Let’s consider the DDC’s competitors. The Universal Decimal
Classification is based on Dewey’s, and as it name implies shares its
reliance on tens. Ranganathan’s Colon Classification, while ostensibly
rejecting the basic premises of an enumerative system, employs in its
schedules a group of categories that make little sense to me. It has 42
main classes, including “Journalism”, “Pharmacognosy”, and “Spiritual
Experience and Mysticism”. It makes a distinction between “Mathematical
Sciences” and “Mathematics”, but (so far as I can tell) nowhere
explains what distinguishes them. And it constructs its class numbers
by combining Roman letters (both upper- and lower-case), Greek letters,
punctuation marks, and Indo-Arabic numerals in a complex scheme based
on manifestations of five Fundamental Categories; Time, Space, Energy,
Matter, and Personality.
(The more I learn about it, the more alien the Colon Classification
seems to me. I can’t think of any other document that I’ve ever seen
that hints more broadly of extraterrestrial influence.)
The Library of Congress Classification was devised to serve the needs
of a single, very large, idiosyncratic institution. Its structure
derives, not from any theoretical approach to the classification of
knowledge, but from the extent and composition of its namesake’s
collection. While many other libraries have chosen to adopt it, and in
some cases to expand and extend it, the development of the LC
classification has generally been confined to serving the needs of its
parent library. Thus its list of major classes does not reflect Dewey’s
aspirations to universalism:
A General Works
B Philosophy. Psychology. Religion
C-F History
G Geography. Anthropology. Recreation
H Social Sciences
J Political Science
K Law
L Education
M Music And Books On Music
N Fine Arts
P Language And Literature
Q Science
R Medicine
S Agriculture
T Technology
U Military Science
V Naval Science
Z Bibliography and Library Science.
So where would a Dewey Duodecimal Classification find two new major
classes? I’ve got no particular quarrel with the ten that we inherited
from Melvil Dewey, so I don’t want to replace any of them. (I suppose
that in a pinch we could make do without the 400s, and amalgamate
Language with Literature as the Library of Congress does. But while the
Library of Sauron might want to classify its books into nine
categories, we’re under no such constraint!)
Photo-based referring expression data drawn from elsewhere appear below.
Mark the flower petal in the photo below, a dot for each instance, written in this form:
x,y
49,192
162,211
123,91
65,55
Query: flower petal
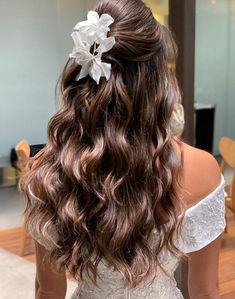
x,y
106,45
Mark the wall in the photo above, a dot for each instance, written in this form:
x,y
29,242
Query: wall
x,y
35,43
215,62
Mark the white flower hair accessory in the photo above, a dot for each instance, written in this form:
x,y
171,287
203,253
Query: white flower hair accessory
x,y
90,42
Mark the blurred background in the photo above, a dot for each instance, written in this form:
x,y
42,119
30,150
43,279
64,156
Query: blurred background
x,y
35,44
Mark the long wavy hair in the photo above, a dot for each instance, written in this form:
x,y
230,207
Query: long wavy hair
x,y
109,173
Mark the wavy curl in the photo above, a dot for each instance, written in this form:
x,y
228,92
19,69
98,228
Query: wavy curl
x,y
108,175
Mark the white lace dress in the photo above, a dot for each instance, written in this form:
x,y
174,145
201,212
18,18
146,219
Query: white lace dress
x,y
202,224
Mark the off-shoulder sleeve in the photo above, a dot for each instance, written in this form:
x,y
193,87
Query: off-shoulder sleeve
x,y
48,242
204,222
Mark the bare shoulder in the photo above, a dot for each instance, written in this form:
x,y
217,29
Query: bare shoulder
x,y
200,174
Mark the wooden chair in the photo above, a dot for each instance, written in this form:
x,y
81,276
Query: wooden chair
x,y
227,151
23,153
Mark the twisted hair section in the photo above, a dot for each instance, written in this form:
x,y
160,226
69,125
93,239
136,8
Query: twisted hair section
x,y
108,175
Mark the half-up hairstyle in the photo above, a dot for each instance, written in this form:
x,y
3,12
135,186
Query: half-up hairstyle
x,y
108,175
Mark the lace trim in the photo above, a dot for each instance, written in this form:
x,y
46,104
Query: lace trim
x,y
203,223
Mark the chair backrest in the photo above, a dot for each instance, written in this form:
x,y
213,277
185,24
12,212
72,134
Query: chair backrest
x,y
23,153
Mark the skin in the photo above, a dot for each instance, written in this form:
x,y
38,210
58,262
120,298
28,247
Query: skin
x,y
200,177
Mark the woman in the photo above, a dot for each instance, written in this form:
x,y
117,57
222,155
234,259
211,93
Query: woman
x,y
114,199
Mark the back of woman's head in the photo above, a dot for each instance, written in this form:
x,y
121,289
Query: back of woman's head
x,y
108,174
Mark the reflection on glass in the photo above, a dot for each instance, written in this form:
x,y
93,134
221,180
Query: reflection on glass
x,y
160,10
215,63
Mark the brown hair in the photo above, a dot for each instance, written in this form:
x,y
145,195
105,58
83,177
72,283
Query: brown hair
x,y
108,174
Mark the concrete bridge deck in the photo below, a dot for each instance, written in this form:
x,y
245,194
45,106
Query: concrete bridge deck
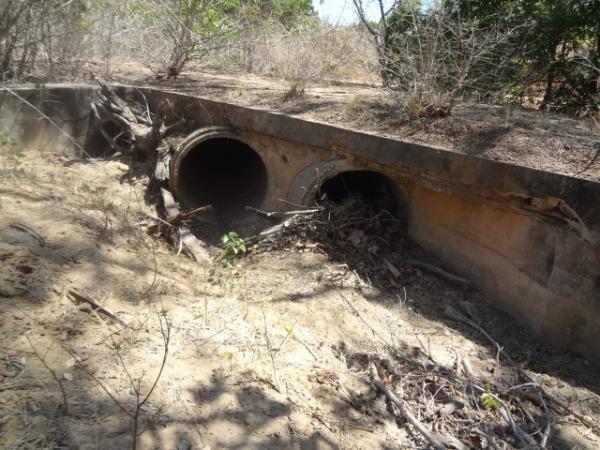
x,y
529,239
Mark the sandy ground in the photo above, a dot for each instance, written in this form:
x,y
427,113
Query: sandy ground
x,y
518,135
269,355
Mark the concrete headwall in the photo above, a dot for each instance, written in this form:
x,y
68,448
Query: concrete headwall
x,y
529,239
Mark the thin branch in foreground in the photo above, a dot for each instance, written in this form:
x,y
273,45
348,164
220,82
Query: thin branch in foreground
x,y
53,373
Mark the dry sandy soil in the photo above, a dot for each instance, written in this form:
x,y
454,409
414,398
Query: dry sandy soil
x,y
518,135
272,354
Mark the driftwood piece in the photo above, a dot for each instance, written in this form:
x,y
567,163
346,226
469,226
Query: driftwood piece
x,y
437,441
558,405
30,231
136,133
178,219
78,297
389,266
193,246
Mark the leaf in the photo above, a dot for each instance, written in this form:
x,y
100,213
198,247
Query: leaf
x,y
227,356
491,402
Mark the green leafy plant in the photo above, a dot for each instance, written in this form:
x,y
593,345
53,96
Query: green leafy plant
x,y
491,402
234,247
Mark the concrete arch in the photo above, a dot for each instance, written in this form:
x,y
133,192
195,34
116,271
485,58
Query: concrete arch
x,y
323,176
216,166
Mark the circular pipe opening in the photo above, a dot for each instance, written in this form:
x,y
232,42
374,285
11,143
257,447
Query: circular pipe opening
x,y
223,172
374,188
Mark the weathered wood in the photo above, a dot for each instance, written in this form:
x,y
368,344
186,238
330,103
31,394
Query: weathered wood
x,y
136,134
96,307
194,247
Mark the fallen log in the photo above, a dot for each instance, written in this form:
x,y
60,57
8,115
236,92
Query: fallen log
x,y
125,130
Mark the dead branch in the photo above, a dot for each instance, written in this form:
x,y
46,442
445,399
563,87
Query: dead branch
x,y
136,133
437,440
194,247
78,297
439,272
560,406
52,373
30,231
180,217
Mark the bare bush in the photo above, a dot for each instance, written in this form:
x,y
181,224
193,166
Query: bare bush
x,y
432,58
311,50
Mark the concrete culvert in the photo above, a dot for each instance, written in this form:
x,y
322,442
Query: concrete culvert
x,y
223,172
375,188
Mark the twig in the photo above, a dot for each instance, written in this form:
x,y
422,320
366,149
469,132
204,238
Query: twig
x,y
53,373
435,439
452,313
26,229
79,297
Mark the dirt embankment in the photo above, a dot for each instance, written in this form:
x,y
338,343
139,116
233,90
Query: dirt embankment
x,y
275,351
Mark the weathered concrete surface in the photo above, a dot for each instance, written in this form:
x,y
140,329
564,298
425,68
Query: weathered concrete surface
x,y
529,239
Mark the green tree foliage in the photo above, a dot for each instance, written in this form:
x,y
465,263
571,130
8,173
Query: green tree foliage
x,y
556,42
492,48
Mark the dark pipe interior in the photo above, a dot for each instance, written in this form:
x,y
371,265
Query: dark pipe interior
x,y
222,172
373,187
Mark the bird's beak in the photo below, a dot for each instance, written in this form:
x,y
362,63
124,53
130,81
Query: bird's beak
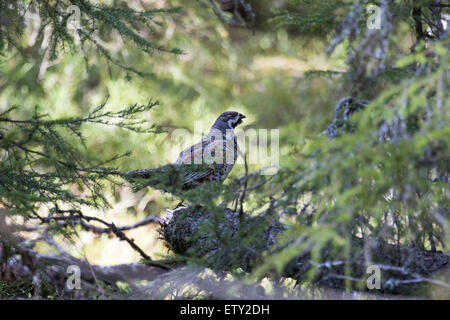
x,y
241,116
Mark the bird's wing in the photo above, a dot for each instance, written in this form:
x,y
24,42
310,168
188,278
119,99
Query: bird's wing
x,y
206,156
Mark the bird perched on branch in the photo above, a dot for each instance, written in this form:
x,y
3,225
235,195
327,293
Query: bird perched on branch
x,y
209,160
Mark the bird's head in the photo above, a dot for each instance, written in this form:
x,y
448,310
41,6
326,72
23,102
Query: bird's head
x,y
228,120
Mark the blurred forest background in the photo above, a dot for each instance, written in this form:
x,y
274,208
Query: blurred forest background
x,y
381,176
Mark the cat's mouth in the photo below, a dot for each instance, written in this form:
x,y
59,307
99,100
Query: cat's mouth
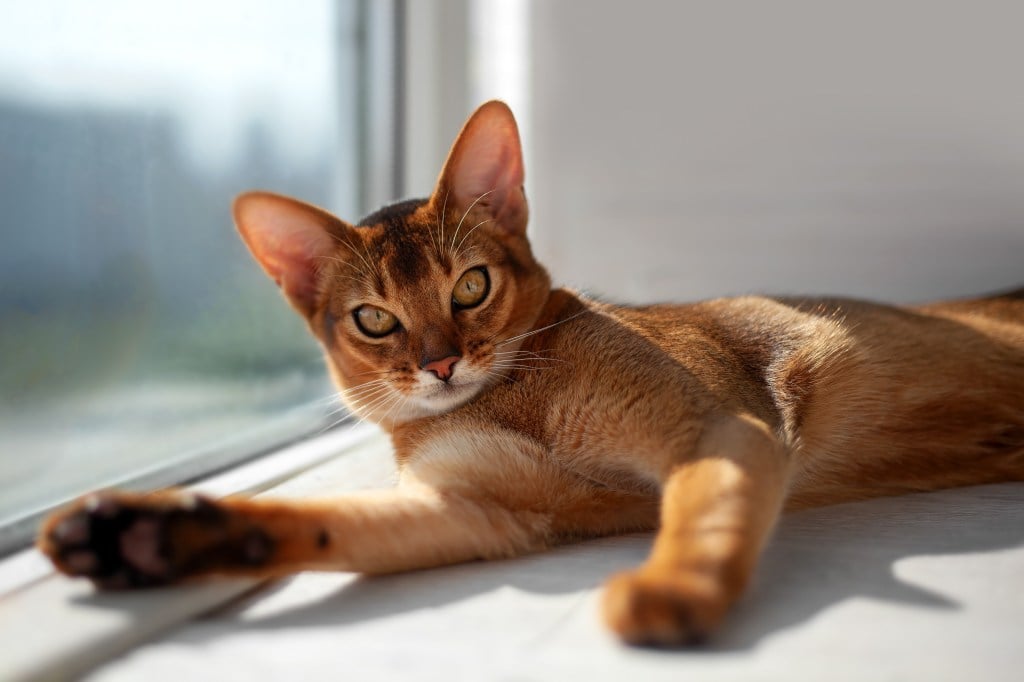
x,y
444,396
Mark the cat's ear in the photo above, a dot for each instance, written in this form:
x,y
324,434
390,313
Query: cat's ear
x,y
290,240
483,172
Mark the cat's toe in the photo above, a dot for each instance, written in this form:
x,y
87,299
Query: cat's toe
x,y
663,609
119,540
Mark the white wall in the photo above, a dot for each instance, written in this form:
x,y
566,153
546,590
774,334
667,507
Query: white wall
x,y
692,148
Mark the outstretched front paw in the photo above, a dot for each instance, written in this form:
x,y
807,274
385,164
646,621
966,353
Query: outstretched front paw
x,y
125,540
664,609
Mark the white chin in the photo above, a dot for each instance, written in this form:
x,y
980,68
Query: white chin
x,y
446,397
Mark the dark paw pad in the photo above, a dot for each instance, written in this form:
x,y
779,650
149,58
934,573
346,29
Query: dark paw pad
x,y
122,541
I suppose I’m displaying bias toward my own Mystery when I propose to
remove Information Science from the 000s and give it a broad class of
its own. I’d include communication and librarianship and a host of
related topics — after all, we’d have 144 numbers (in our base-ten
notation) to work with.
And I’ll atone for my favoritism by suggesting for the other new class
an area of learning that I have little use for: the Spiritual Experience
and Mysticism that Ranganathan places on an equal footing with the real
sciences of Physics and Geology. By isolating this nonsense in its own
class we can avoid contaminating legitimate realms of knowledge —
though perhaps there is some justice in leaving it with Psychology as
most Western classifications do.
I suppose that to librarians with too much time on their hands the
design of a classification scheme based on division into twelves is the
bibliographic equivalent of Fantasy Baseball or Rotisserie Football.
But I have suggested (in a story called “Rosetta Stone”) that we might
someday discover an alien race of which we know almost nothing, save
how it arranges its libraries. Perhaps by thinking about such matters
we might better prepare ourselves for such an encounter — especially if
those book-loving aliens turn out to have twelve fingers.